Brenda@Sugar-Free Mom says
I’ve never been a fan of rhubarb on its own, but with the balsamic and strawberries it sounds delightful!
Kim Beaulieu says
Seriously woman, I’m hopping on a plane and showing up on your doorstep with a giant spoon and a smile. Love this.
Carol at Wild Goose Tea says
I need some biscuits!!!! Now!!!!
Brenda @ a farmgirl's dabbles says
That’s some serious preserves you’ve got there, girlie.
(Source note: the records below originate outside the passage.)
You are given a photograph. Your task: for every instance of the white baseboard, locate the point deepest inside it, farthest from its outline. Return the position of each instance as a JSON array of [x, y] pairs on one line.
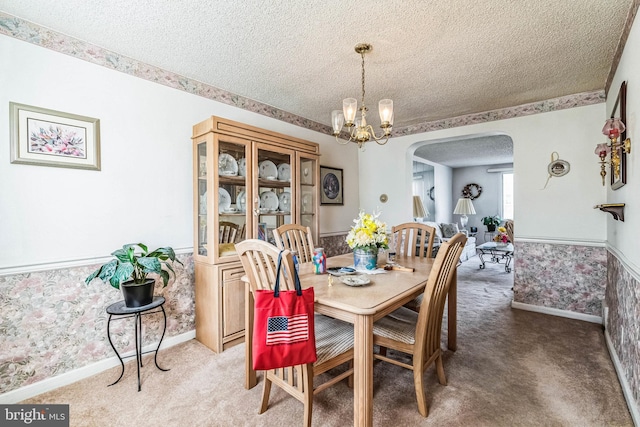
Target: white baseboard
[[557, 312], [67, 378], [626, 389]]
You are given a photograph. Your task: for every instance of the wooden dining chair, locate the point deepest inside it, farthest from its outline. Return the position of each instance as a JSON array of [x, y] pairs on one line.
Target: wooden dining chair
[[413, 239], [418, 334], [228, 232], [295, 238], [334, 338]]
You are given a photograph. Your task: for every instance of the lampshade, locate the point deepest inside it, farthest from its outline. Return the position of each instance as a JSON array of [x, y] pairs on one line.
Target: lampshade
[[464, 207], [419, 210]]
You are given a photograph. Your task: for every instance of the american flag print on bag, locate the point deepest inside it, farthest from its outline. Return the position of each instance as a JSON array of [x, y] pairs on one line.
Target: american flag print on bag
[[287, 329]]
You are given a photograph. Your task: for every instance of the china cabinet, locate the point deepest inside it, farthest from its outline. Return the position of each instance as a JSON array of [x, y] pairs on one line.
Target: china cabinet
[[247, 181]]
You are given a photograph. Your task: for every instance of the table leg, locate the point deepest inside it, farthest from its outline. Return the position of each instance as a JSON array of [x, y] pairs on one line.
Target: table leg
[[164, 329], [480, 255], [452, 313], [250, 380], [138, 328], [363, 371], [114, 350], [507, 263]]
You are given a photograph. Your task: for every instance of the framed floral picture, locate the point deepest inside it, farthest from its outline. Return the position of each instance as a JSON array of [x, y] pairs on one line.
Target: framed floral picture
[[332, 186], [44, 137]]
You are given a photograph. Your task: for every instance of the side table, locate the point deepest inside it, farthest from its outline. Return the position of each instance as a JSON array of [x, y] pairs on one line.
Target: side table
[[496, 254], [122, 311]]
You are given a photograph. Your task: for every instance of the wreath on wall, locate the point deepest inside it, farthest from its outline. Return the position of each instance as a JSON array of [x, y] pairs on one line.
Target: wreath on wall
[[471, 191]]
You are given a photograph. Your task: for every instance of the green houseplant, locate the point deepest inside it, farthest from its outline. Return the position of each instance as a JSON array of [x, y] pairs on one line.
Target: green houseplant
[[491, 222], [131, 267]]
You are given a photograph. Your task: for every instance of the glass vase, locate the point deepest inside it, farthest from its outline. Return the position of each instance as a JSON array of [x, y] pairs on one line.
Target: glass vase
[[365, 258]]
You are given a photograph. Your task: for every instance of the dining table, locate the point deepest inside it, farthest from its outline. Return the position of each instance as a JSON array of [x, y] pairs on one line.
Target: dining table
[[360, 306]]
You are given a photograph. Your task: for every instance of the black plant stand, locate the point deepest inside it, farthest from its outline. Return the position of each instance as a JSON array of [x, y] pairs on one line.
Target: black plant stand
[[119, 309]]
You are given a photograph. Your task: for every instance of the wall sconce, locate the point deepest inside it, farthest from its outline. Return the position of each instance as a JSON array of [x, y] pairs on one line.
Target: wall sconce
[[419, 211], [612, 129], [464, 207]]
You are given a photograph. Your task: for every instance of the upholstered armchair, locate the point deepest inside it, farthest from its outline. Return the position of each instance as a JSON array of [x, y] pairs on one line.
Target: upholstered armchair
[[445, 231]]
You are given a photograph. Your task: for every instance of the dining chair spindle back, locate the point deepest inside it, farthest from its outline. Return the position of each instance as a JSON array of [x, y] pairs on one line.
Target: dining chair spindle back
[[295, 238], [334, 338], [416, 240], [419, 334], [413, 239]]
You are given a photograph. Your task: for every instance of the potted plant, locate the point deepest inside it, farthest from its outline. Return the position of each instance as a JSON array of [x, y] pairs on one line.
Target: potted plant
[[131, 268], [491, 222]]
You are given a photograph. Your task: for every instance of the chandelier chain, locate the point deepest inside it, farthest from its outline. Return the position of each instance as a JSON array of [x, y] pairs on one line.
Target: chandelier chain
[[363, 107]]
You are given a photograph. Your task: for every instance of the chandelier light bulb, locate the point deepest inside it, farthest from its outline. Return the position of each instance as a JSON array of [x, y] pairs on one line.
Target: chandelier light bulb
[[359, 131]]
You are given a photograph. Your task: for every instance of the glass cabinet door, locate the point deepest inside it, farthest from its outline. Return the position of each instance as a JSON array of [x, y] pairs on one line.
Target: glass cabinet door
[[308, 173], [233, 209], [202, 206], [274, 201]]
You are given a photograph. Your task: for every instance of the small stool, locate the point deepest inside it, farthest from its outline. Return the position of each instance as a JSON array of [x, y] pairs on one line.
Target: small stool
[[119, 309]]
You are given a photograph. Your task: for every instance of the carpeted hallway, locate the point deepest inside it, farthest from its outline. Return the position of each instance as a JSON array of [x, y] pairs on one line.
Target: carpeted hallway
[[512, 368]]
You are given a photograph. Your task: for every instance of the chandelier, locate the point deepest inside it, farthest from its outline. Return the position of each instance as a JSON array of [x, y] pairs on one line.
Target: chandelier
[[359, 131]]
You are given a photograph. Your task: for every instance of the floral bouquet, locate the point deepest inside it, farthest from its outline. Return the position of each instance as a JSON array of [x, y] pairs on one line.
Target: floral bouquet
[[502, 237], [368, 232]]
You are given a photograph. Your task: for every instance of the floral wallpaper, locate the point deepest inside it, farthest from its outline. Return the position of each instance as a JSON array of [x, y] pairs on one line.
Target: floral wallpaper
[[52, 323], [565, 277], [623, 300], [32, 33]]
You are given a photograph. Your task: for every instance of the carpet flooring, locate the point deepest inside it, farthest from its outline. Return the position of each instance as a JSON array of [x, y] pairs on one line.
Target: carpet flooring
[[512, 368]]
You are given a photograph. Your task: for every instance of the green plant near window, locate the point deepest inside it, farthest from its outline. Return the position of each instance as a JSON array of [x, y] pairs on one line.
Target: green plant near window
[[131, 266], [491, 220]]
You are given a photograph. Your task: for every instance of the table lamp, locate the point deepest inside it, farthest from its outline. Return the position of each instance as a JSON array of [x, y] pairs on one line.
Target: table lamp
[[464, 207], [419, 211]]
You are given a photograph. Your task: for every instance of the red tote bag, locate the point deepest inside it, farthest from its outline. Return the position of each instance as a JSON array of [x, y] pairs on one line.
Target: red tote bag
[[283, 327]]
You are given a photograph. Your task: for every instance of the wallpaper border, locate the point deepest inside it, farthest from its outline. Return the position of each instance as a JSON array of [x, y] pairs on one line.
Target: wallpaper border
[[33, 33]]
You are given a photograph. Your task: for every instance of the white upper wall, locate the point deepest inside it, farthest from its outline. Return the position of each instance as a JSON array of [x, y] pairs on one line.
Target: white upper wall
[[623, 236], [563, 211], [144, 191]]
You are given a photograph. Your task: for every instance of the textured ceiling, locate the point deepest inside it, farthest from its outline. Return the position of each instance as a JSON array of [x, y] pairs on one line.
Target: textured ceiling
[[436, 59], [476, 151]]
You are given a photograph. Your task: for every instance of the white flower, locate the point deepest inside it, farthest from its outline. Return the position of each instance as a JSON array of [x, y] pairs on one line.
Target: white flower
[[368, 232]]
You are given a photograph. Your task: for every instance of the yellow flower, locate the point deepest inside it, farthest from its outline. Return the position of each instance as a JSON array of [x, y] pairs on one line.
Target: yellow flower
[[368, 232]]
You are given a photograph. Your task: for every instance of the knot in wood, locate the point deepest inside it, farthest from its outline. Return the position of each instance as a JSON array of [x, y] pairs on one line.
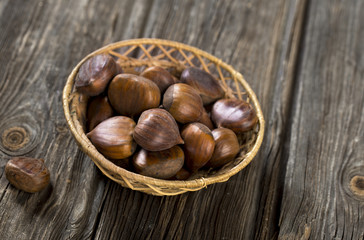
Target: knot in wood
[[357, 185], [15, 138]]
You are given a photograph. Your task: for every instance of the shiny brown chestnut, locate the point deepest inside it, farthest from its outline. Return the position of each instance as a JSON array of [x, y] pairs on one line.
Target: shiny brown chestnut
[[95, 74], [159, 76], [226, 147], [27, 174], [235, 114], [182, 174], [206, 85], [98, 110], [157, 130], [130, 94], [114, 137], [206, 120], [199, 145], [183, 102], [162, 164]]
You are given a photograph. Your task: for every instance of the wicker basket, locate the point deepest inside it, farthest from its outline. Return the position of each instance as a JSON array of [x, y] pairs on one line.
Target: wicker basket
[[136, 54]]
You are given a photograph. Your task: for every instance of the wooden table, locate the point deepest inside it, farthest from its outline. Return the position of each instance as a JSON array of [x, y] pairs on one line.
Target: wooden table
[[305, 61]]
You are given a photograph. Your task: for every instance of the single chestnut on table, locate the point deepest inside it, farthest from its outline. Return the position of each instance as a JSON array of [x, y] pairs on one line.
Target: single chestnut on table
[[157, 130], [161, 164], [95, 74], [27, 174], [199, 145], [159, 76], [130, 94], [226, 147], [235, 114], [114, 137], [183, 102], [206, 85]]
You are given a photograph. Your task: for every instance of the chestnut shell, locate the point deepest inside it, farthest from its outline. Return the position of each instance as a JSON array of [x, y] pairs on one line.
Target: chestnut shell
[[199, 145], [161, 164], [114, 137], [235, 114], [157, 130], [27, 174], [98, 110], [159, 76], [226, 147], [130, 94], [183, 102], [206, 85]]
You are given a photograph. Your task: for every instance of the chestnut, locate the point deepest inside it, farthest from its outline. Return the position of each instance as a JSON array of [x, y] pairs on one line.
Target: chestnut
[[159, 76], [157, 130], [235, 114], [206, 85], [226, 147], [130, 94], [95, 74], [162, 164], [98, 110], [114, 137], [199, 145], [27, 174], [183, 102]]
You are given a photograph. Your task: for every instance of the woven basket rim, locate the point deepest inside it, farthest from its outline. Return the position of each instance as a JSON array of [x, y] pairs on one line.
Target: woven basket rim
[[187, 185]]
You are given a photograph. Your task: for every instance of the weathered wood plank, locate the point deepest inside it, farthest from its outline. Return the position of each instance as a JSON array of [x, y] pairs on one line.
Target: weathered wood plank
[[46, 40], [326, 141], [258, 39], [40, 44]]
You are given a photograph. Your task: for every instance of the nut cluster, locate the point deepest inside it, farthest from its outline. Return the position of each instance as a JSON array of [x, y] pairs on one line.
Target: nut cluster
[[159, 125]]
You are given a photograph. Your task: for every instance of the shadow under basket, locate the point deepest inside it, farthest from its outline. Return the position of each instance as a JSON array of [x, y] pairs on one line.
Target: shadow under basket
[[135, 55]]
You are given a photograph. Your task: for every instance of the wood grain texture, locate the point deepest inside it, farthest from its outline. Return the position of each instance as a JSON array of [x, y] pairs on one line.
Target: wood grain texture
[[304, 60], [326, 139]]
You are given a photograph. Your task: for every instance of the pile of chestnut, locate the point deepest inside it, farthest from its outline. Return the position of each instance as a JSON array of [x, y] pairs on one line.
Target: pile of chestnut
[[158, 123]]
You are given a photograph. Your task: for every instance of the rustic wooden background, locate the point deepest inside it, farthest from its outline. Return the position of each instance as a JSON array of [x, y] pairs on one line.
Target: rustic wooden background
[[303, 58]]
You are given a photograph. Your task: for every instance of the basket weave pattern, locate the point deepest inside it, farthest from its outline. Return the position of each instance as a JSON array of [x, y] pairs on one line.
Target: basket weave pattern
[[136, 54]]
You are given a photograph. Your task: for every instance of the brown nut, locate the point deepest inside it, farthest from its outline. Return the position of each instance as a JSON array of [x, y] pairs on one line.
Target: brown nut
[[114, 137], [159, 76], [206, 85], [130, 94], [98, 110], [27, 174], [226, 147], [182, 174], [206, 120], [95, 74], [183, 102], [162, 164], [234, 114], [199, 145], [157, 130]]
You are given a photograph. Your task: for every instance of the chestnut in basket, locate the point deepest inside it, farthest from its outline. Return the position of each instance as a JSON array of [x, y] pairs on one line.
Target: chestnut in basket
[[234, 114], [98, 110], [226, 147], [27, 174], [130, 94], [183, 102], [157, 130], [159, 76], [205, 84], [114, 137], [206, 120], [199, 145], [162, 164], [95, 74]]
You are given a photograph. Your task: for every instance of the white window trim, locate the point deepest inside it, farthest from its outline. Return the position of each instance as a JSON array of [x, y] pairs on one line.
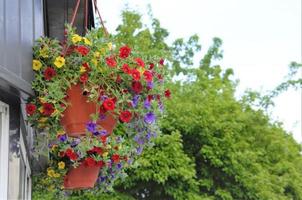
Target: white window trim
[[4, 149], [27, 169]]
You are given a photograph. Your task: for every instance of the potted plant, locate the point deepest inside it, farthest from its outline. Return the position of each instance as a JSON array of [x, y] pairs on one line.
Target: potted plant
[[83, 90]]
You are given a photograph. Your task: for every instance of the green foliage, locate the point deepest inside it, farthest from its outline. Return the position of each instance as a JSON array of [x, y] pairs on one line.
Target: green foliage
[[212, 145]]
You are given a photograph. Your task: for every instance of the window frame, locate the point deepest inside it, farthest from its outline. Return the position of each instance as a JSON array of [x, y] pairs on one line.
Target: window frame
[[4, 149]]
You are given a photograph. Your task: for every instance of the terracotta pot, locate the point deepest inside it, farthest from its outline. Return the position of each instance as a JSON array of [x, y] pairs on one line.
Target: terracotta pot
[[77, 113], [82, 177]]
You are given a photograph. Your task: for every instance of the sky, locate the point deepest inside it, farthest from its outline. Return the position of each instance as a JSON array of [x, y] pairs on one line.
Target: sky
[[260, 39]]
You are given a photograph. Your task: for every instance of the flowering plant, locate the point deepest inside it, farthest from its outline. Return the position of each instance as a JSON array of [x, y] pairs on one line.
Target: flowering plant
[[119, 79]]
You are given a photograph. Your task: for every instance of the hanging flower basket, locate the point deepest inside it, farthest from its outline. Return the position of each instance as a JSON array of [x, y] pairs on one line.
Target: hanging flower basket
[[99, 101], [81, 177], [79, 111]]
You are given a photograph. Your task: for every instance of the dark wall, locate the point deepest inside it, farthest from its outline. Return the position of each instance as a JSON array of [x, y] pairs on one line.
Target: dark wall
[[21, 22]]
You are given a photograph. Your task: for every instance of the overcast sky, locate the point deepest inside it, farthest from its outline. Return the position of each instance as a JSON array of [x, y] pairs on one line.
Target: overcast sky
[[260, 38]]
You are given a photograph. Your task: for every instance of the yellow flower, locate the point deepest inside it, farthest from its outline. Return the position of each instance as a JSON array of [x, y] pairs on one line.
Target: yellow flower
[[41, 109], [56, 112], [43, 119], [103, 50], [51, 187], [87, 42], [109, 45], [37, 65], [61, 165], [59, 62], [50, 172], [141, 70], [44, 52], [56, 175], [61, 132], [101, 69], [76, 38], [42, 99], [105, 154], [54, 147], [82, 69], [97, 54], [94, 61]]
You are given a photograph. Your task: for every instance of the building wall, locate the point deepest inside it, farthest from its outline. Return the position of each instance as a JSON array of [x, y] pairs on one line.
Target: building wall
[[21, 22]]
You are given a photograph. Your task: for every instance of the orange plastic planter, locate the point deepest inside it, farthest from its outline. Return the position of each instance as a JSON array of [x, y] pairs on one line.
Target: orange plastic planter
[[82, 177], [78, 112]]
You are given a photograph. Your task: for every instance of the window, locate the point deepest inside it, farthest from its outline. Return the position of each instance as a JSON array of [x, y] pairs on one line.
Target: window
[[59, 12], [15, 171], [4, 141]]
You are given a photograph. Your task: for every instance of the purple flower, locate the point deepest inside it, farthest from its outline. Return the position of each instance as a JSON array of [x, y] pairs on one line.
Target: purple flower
[[103, 132], [119, 166], [63, 138], [91, 127], [102, 116], [135, 101], [139, 150], [147, 104], [96, 133], [130, 161], [104, 97], [150, 85], [149, 118], [161, 106], [139, 139], [102, 178], [75, 142], [148, 136], [118, 139]]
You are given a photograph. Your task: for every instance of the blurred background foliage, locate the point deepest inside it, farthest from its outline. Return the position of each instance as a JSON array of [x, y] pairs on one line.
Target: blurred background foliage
[[212, 145]]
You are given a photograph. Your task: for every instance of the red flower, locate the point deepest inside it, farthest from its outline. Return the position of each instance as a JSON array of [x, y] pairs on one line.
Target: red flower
[[86, 66], [151, 66], [109, 104], [70, 49], [118, 79], [82, 50], [61, 154], [73, 156], [104, 139], [125, 116], [148, 76], [167, 93], [100, 163], [90, 162], [136, 74], [150, 97], [48, 109], [49, 73], [125, 52], [161, 61], [30, 108], [84, 78], [115, 158], [125, 158], [69, 152], [111, 62], [97, 150], [139, 62], [158, 97], [137, 87], [126, 69]]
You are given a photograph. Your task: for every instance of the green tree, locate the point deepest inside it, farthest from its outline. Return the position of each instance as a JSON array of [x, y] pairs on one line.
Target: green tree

Love!
Julie says
Strawberry season is supposed to start this week or next (finally!!), and I’m so excited to make some strawberry preserves and jams – definitely need to try a strawberry-balsamic combo!
valmg @ From Val's Kitchen says
I’m suddebly in the mood for toast or English muffins or scones!
Lauren Kelly Nutrition says
These pictures are stunning and they are making me drool! 🙂
Tieghan says
Seriously beautiful!! This is a must make on my summer list!
Marjory @ Dinner-Mom says
Very nice and easy too. Can’t wait to try it.
Nancy P.@thebittersideofsweet says
My hubby goes throw a jar of jam, preserves or jelly a week. I need to seriously start making my own!
Sarah Caron (Sarah's Cucina Bella) says
I need those preserves in my life! And the Lapis pot too.
Rose | The Clean Dish says
Just like my mom makes it – wonderful! Great recipe 🙂
Lauren @ Healthy Delicious says
Jam and mascarpone on toast? Where has this been all my life?!?!
Angie | Big Bear's Wife says
Those preserves look heavenly! I love that Cast-Iron Round Dutch Oven, I have one in blue and it lives on my stove top as well!
Maria | Pink Patisserie says
This with marscarpone on toast? Dying.. So gorgeous!
Erin @ The Spiffy Cookie says
Yum! I roasted strawberries with balsamic vinegar and then made them into ice cream and it was fantastic. Love the idea of having it ion preserves with rhubarb too.
Jany@ Home Sweet Sunshine says
Making my own preserves has been on my list for some time, your post has defiantly inspired me! It looks delicious!
Rachel Cooks says
What a fun idea to pass the LC around! 😉 Although, I’d have a hard time parting with it. I’m loving everything about these preserves!
Judy baker says
How long does it stay fresh in thr frig.?
Paula says
Hi Judy, it should last 3-4 weeks in your refrigerator.
Danielle says
If properly sealed while hot in say a mason jar, would this last unrefrigerated (in the pantry)? For how long?
Also have you ever successfully halved the batch?
Thanks! Sounds great!
Jessica says
This may be a silly question as I am brand new to making preserves, but could this recipe be processed and canned? I am having a hard time limiting myself to just the basic strawberry jam recipe (although I’m sure it is a delight) and this recipe is exactly the kind I’d like to make. Help a new canner out?
Paulette Melanson says
The DIRECTIONS for this recipe, BALSAMIC ROASTED STRAWBERRY RHUBARB PRESERVES, appears to be missing from this post. I’ve made it before so I know the directions were here before.
I was going to make this over this weekend for a family event. Any chance you could email me those directions?
Thank you!
Paulette
Fri 5/17/19
Paula says
Hi Paulette, apologies the recipe is showing in the post now. We’ve been importing over our recipes one by one to a new card and some are still in process. So glad to hear you’ve enjoyed the preserves and are making them again.
kim says
I just inherited an old garden bed full of rhubarb and have never tried it before. this sounds right up my alley, but I have two questions I hope you can answer.
1. How much does this batch make?
2. Will this be shelf stable if processed in a hot water bath?
Thanks.
Kim
Nathan says
Hi! Can this recipe be water bath processed? Any recommendations?
Paula says
Hi Nathan, I haven’t tested/tried it that way. If you do, please let us know your results.